Lorsque le demandeur invoque la crainte d’être persécuté dans son propre pays, mais qu’il résulte des éléments et des renseignements fournis que le demandeur n’a aucune raison objective de craindre des persécutions, sa demande peut être considérée comme manifestement infondée ».
Une demande d’asile basée exclusivement sur des motifs d’ordre personnel et familial ou sur un sentiment général d’insécurité sans faire état d’un quelconque fait pouvant être considéré comme constituant une persécution ou une crainte de persécution au sens de la Convention de Genève est à considérer comme manifestement infondée (trib. adm. 15 novembre 1999, n° 11586 du rôle, Pas. adm. 2005, v° Etrangers, n° 123 et autres références y citées ; trib. adm. 28 juillet 1999, n° 11353 du rôle, Pas. adm. 2005, v° Etrangers, n° 124 et autres références y citées).
Or, en l’espèce, les craintes exprimées par le demandeur à l’égard de membres de la famille dudit Denis FETAHOVIC trouvent en substance leur origine dans un acte de droit commun et les conséquences en tirées par les membres de la famille concernée sur base d’une loi coutumière et partant dans un différend d’ordre privé, lequel est étranger aux motifs de persécution visés par la Convention de Genève.

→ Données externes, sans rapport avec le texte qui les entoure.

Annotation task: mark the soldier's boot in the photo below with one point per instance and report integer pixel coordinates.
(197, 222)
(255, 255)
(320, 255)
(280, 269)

Il s’ensuit que la demande d’asile sous examen ne repose sur aucun des critères de fond définis par la Convention de Genève, de sorte que c’est à bon droit que le ministre a rejeté la demande d’asile du demandeur comme étant manifestement infondée et que le recours sous analyse est à rejeter comme n’étant pas fondé.
PAR CES MOTIFS le tribunal administratif, deuxième chambre, statuant à l’égard de toutes les parties, reçoit le recours en annulation en la forme, au fond, le déclare non justifié et en déboute, condamne le demandeur aux frais.
Ainsi jugé par:
M. SCHOCKWEILER, premier vice-président, M. SCHROEDER, premier juge, Mme GILLARDIN, juge, et lu à l’audience publique du 10 mai 2006 par le premier vice-président, en présence de M. SCHMIT, greffier en chef.